Sir Richard Doll, the epidemiologist who discovered the link between smoking and lung cancer in the 1960s, will this week warn that children living near electricity power lines are at an increased risk from leukaemia.
He is also expected to say that there may be a link with adult cancers but that this is unproven. His work was commissioned by the National Radiological Protection Board (NRPB), the government's radiation watchdog.
Doll is chairman of its Advisory Group on Non-ionising Radiation (AGNIR). He has spent months analysing the results of studies on cancer among people living near power cables.
It is the first time a British government body has accepted the link between cancer and power lines.
It raises the possibility of multi-million-pound claims by families who have blamed their children's illnesses on the cables. It could also reopen campaigns by local groups to have power lines buried underground or moved away from homes.
Professor Colin Blakemore, a member of Doll's group, said: "The evidence is that there is a slightly elevated risk of cancer near to power lines. We are going to acknowledge that evidence exists indicating an association between power lines and cancer."
Blakemore said the mechanism was uncertain but could be due to the high voltage lines emitting charged particles called ions which may then be inhaled.

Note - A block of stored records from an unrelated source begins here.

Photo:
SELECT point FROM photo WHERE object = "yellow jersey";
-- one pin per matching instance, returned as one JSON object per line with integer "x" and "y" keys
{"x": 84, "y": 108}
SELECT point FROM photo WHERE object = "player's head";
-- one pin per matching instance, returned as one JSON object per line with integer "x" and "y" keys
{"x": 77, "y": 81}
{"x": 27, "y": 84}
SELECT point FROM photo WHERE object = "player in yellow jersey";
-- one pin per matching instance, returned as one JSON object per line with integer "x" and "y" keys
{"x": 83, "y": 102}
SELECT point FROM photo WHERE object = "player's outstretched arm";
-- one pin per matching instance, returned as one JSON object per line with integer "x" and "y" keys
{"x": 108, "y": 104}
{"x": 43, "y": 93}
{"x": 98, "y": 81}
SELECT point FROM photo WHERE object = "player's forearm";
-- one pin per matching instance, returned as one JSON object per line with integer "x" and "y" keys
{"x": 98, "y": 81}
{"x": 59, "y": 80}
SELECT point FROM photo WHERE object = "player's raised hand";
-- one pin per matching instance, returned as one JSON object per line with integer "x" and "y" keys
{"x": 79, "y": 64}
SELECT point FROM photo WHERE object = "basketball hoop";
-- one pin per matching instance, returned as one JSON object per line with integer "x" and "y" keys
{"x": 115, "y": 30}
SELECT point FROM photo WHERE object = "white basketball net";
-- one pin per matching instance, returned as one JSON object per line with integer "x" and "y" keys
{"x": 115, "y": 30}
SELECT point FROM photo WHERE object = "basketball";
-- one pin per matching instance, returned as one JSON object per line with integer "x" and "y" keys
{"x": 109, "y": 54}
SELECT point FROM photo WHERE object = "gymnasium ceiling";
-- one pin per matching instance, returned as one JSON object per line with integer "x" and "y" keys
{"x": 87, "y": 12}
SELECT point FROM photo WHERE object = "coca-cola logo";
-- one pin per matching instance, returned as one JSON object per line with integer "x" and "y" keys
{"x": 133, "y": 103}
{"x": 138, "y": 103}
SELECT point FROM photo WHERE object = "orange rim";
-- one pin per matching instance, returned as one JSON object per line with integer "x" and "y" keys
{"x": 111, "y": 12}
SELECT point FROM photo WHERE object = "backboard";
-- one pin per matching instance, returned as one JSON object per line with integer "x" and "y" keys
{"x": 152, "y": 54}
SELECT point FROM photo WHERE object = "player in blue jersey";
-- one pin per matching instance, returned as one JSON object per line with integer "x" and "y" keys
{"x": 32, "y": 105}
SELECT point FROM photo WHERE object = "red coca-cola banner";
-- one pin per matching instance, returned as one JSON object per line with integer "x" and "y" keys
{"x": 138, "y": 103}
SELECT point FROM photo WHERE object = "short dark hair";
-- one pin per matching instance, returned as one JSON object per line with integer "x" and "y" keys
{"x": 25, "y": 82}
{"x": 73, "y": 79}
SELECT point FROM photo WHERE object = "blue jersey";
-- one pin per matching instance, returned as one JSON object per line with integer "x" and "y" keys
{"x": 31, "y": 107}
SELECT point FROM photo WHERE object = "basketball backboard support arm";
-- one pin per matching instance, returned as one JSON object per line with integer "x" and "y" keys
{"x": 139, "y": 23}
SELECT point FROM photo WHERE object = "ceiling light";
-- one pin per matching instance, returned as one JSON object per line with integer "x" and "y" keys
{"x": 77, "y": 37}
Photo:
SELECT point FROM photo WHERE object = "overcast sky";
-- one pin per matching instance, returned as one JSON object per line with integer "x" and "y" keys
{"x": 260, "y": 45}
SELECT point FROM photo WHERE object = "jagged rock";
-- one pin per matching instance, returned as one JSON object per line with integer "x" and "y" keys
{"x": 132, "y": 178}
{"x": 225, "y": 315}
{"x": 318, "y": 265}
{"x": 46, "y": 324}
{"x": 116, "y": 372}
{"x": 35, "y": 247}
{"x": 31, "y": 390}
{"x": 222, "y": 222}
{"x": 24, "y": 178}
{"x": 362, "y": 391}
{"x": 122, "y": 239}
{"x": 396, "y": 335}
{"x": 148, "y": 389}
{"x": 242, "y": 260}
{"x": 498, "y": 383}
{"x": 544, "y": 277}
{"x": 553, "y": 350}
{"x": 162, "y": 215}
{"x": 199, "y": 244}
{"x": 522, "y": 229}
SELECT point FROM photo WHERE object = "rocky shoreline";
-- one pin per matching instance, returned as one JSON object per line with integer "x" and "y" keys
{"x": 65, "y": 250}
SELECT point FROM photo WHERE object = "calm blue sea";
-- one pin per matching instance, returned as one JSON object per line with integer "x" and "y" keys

Blakemore added: "It's important to acknowledge that there is a link and we need to do more research on it. Putting power lines underground would be a possibility. The cost would be enormous if we did this to existing power lines, but it is something that we may have to take into account for future development and especially new housing."
Doll's report will emphasise that more research is needed to confirm the mechanism. Previous studies - which have been considered by Doll's expert committee - have suggested that tens of thousands of people in Britain live close enough to power lines to be affected by strong electromagnetic fields.
The analysis in the new report suggests that a small number of children each year could develop cancer.
The link between overhead power lines and cancer was first made in America in 1979. By 1990 several independent British studies had also suggested that electromagnetic fields could damage health. However, successive reports ruled out the connection and legal action by sufferers against electricity companies was abandoned.
The NRPB oversees safety research and regulation for all kinds of radiation. It has always taken a cautious approach to claims that power lines affect health, but this weekend insiders were acknowledging that it may have to revise its policies.
Martyn Day, the solicitor who in the mid-1990s pursued unsuccessful claims on behalf of leukaemia victims, believes that the findings could enable legal action to reopen.
"This is probably the most significant step forward for 10 years," he said. "I was forced to back off, pack away the files and put them into archives, but this may well mean I will start to dust them off once more."
The Electricity Association, which represents many of Britain's power generators and distributors, said there was no concrete evidence that the electric and magnetic fields generated by power lines caused cancer. "Any suggestion of a health risk, however weak, needs to be taken seriously," it added.